Строго говоря, вопрос о существовании Бога не является человеческим вопросом. Сам факт того, что на протяжении тысяч лет во всем мире вопрос о существовании Бога остается нерешенным, говорит о том, что, по всей вероятности, смертные никогда его не решат. Уверенность в будущем столь же невозможна. Конечно, мы не знаем, какой свет прольет наука на эти проблемы завтра, но, выражаясь скромно и без догматизма, каждая честная душа должна признать вместе с Шекспиром, что будущее — это все еще «неоткрытая страна».

Суть не в том, чтобы мы верили в Бога или в загробную жизнь, а в том, чтобы мы развивались. Всякий раз, когда за десять лет моего полного разрыва со сверхъестественным меня просили сказать несколько слов в доме скорби или у открытой могилы, я никогда не пытался найти утешение для скорбящих в вере в нездешнего Бога или в жизнь после смерти.

Священник знает, или говорит, что знает, куда отправился усопший, какую жизнь он там ведет, какова будет его участь в вечности и встретимся ли мы снова. Он говорит об этих вещах с уверенностью школьника, декламирующего выученную наизусть страницу. Но он лишь притворяется, что обладает информацией, которой, по правде говоря, никто не обладает. Он знает о личном Боге или о другой жизни не больше, чем кто-либо другой. Если мы не можем предсказать, что произойдет в следующий час, как мы можем с уверенностью говорить о тайнах бесконечного будущего? Если мы не до конца понимаем самих себя или мир, который видим ежедневно, как мы можем хвастаться каким-либо достоверным знанием о Существе, которое, как говорят, бесконечно, абсолютно и непостижимо отличается от нас? Молчание более религиозно, чем сплетни, которые слышишь о таком Существе. Скромность более благоговейна, чем догматизм, а агностик честнее и красноречивее болтливого проповедника. Если люди хотят знать, где находится Вечный, кто он, что он делает, каковы его намерения, как его следует восхвалять, что его забавляет или провоцирует, сколько проявлений или лиц в его божестве, когда он начал свою деятельность и т. д., им не следует обращаться за такой информацией к рационалисту. Познакомить человека с самим собой, показать ему путь к развитию и использованию собственных ресурсов, а во время скорби и утраты полагаться на мысли мудрых и храбрых, которые исцеляют, утешают и благословляют, — вот то утешение, которое предлагает рационализм. Оно скромно, но оно реально. Рационалисты не могут рассчитывать на догматы в поисках утешения. Кукла может позабавить ребенка, но разве взрослый человек несчастен оттого, что не может играть с игрушкой? Рационалист готов видеть Природу в ее истинном свете. Он предпочитает реальность иллюзиям и предпочел бы бодрствовать, чем видеть во сне самые соблазнительные грезы, которыми «мак, мандрагора или все сонные сиропы мира» могут усыпить разум.

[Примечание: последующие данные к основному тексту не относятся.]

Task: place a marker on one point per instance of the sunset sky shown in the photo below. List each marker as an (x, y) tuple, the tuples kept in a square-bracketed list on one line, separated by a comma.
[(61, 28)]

Но величайшее утешение рационалиста заключается в том, что он не обязан искажать свой интеллект и вывихнуть свои чувства, чтобы оправдать пути Бога перед человеком. Как только объявляется о катастрофе, духовенство начинает придумывать оправдания этому кажущемуся пренебрежению Провидения. Бог хотел наказать человеческую беспечность; он был разгневан на нынешнее поколение за его неверие; он хотел говорить тонами, достаточно громкими, чтобы их услышали во всем мире; он пытался сделать нас более осторожными в будущем; он хотел продемонстрировать, что все человеческие приспособления и изобретения тщетны, если «Господь не защитит» корабль, дом или город; и, наконец, что мы не понимаем Бога, ибо «он движется таинственным путем, совершая свои чудеса», хотя мы знаем, что он делает все к лучшему. Разве не является желанным облегчением то, что рационалист может перенести свое великое горе, не прибегая к банальной софистике подобного рода? Не обремененный задачей оправдания Провидения, рационалист посвящает свою энергию плодотворной работе по развитию своих ресурсов против случайных элементов, действующих вокруг него.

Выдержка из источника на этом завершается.